Но существует еще «символизм» как направление нового искусства. Новый символизм характерен для новой души и для новой эпохи человеческого творчества. Символизм С. Маллармэ, Метерлинка, Ибсена, у нас – В. Иванова, А. Белого и др., вносит в мир новые ценности, новую красоту, это уже не символизм Гёте, не символизм прежних великих творцов. В новом символизме до конца доходит и великое творческое напряжение человеческого духа, и творческая трагедия, и болезнь духа. Новый человек рвется в творческом порыве за пределы искусства, устанавливаемые этим миром. Символисты отказываются от всякого приспособления к этому миру, от всякого послушания канонам этого мира, жертвуют благами устроения в этом мире, ниспосылаемыми в награду за приспособление и послушание. Судьба символистов – предтеч новой жизни в творчестве – жертвенна и трагична. Символизм Гёте был все еще каноническим, приспособленным, послушным закону мира. Даже символизм Данте был послушен миру средневековому. Новый символизм отталкивается от всех берегов, ищет небывалого и неведомого. Новый символизм ищет последнего, конечного, предельного, выходит за пределы среднего, устроенного, канонического пути. В новом символизме творчество перерастает себя, творчество рвется не к ценностям культуры, а к новому бытию. Символизм есть жажда освобождения от символизма через осознание символической природы искусства. Символизм есть кризис культурного искусства, кризис всякой серединной культуры. В этом – его мировое значение. Но «на смерть обречены слишком ранние предтечи слишком медленной весны». Первые символисты должны были погибнуть, пасть жертвами, подобно тому как погиб и пал жертвой Фр. Ницше. Пророчество о новом бытии прорывалось в символизме, но нельзя искать в символизме законченного совершенства, завершенных достижений. Трагедия всякого христианского творчества с его трансцендентной тоской завершается в символизме. Язычество иных декадентов – явление поверхностное. Символизм – последнее слово мировой эпохи искупления и преддверие мировой эпохи творчества. Символисты – жертвенные предтечи и провозвестники грядущей мировой эпохи творчества. Но корнями своими символисты еще входят в эпоху искупления.

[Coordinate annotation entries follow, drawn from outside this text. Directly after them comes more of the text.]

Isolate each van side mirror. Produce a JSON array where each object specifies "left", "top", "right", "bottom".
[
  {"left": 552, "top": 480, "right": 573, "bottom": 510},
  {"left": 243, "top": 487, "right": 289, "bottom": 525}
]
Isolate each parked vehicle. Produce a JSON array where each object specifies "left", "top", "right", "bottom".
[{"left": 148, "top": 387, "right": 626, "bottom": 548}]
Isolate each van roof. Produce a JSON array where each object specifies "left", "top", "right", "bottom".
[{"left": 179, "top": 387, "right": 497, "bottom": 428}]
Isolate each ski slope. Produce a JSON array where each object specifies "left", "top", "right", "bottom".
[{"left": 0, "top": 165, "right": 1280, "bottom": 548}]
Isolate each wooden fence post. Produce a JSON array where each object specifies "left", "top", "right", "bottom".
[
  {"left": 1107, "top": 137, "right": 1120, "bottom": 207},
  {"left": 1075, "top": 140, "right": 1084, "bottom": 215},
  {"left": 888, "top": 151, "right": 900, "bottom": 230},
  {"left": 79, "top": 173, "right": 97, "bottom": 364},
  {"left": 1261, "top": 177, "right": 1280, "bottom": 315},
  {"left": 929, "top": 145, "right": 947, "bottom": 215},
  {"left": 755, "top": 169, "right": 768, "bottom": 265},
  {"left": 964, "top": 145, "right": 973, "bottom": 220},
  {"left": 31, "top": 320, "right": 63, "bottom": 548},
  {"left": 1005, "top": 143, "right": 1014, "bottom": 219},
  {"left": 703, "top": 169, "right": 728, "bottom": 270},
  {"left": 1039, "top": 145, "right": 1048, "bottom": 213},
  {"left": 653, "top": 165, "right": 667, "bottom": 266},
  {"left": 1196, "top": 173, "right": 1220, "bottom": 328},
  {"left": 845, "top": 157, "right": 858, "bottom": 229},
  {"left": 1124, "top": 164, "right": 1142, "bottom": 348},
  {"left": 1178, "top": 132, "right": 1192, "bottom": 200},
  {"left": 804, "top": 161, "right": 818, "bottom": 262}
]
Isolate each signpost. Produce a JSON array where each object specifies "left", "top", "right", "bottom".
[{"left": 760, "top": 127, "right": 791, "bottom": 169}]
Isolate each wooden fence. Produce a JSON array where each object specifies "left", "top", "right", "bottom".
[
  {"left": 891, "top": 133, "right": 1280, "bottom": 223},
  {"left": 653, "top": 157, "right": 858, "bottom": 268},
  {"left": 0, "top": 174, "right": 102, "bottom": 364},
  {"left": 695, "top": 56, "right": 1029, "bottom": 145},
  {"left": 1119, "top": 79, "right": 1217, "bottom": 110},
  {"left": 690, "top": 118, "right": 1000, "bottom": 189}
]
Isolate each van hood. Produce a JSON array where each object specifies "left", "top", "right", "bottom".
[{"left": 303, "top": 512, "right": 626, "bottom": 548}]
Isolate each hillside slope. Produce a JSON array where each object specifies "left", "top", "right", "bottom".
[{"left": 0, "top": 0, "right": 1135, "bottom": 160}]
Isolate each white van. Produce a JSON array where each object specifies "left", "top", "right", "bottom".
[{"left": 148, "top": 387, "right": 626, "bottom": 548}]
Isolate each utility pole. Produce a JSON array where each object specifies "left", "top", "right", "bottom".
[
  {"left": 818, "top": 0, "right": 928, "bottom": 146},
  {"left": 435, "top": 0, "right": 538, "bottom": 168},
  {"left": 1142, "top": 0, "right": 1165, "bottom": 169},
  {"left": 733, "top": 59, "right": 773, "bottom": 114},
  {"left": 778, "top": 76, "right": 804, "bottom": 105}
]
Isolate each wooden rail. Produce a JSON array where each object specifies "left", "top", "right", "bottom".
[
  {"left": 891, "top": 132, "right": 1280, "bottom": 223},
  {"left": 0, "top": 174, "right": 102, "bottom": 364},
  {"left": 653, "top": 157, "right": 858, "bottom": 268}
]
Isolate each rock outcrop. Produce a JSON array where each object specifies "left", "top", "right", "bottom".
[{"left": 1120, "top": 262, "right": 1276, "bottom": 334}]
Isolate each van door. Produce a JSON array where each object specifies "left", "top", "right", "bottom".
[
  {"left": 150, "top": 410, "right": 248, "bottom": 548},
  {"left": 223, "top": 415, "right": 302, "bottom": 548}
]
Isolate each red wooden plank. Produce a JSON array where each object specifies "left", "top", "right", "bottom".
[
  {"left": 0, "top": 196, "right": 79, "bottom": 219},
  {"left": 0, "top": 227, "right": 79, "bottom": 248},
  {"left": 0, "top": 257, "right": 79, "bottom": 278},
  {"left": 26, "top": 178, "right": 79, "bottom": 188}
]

Я не знаю явления более благородного, внутренно более трагического и по-своему героического, чем писатели-католики Франции XIX века, католики совсем особые, не официальные, не приспособленные к католическому «миру сему». Я говорю о Барбе д’Оревили, Э. Гелло, Вилье де Лиль-Адане, Верлене, Гюисмансе, Леоне Блуа. Эти «реакционеры», в большинстве случаев эстетические роялисты, клерикалы и аристократы, ненавидели священной ненавистью буржуазный мир XIX века. Они были людьми нового духа, трепетавшего под реставрационными одеждами. Это реакционеры-революционеры, ни к чему не приспособленные, вся жизнь которых прошла в бедности, непризнании и неудаче. Люди эти не шли ни на какие компромиссы с буржуазным духом, любили лишь мечту свою и ей жертвенно отдавали всю свою жизнь. Биографии этих людей потрясают своим трагизмом, своим своеобразным героизмом[173]. Красота, которой они жили, всегда была для них миром иным, во всем противоположным уродству ненавистного «мира сего». Сама «реакционность» их была бунтом, а не приспособлением. У этих людей не было никаких надежд на земное устроение и благоденствие. Дух их выбрасывал их за границы этого мира. Этот мир вызывал в них брезгливое отвращение[174]. Как противоположен этот благородный, подлинно аристократический дух буржуазному модернизму, играющему в самодовольное язычество! Искусство новых французов-католиков, всеми отвергнутых и непризнанных, – последние, поздние цветы мировой эпохи искупления. Их красота – все еще красота искупления. Эти усталые души – искупительные жертвы за грехи мира буржуазного, мира сего, предавшего благородство. Тут душа католическая истончается до потери всех контуров этого мира, всей тяжести обмирщенного католичества. Но творческого дерзновения новой мировой эпохи нет ни в чудесных рассказах Вилье де Лиль-Адана, ни в стихах Верлена, ни в злом гневе Л. Блуа против буржуазного мира. Души эти стоят на грани двух миров, в них неосознанно трепещет грядущее, в которое они не верят, но путь их есть жертвенное заклание и они бессильны творить новую жизнь. Новый символизм во Франции имеет глубокую связь с католичеством. И выше этих последних католиков, в себя принявших всю красоту искупления, жертвенно-благородных и бессильно-героических, стоят только Ницше, Ибсен, Достоевский.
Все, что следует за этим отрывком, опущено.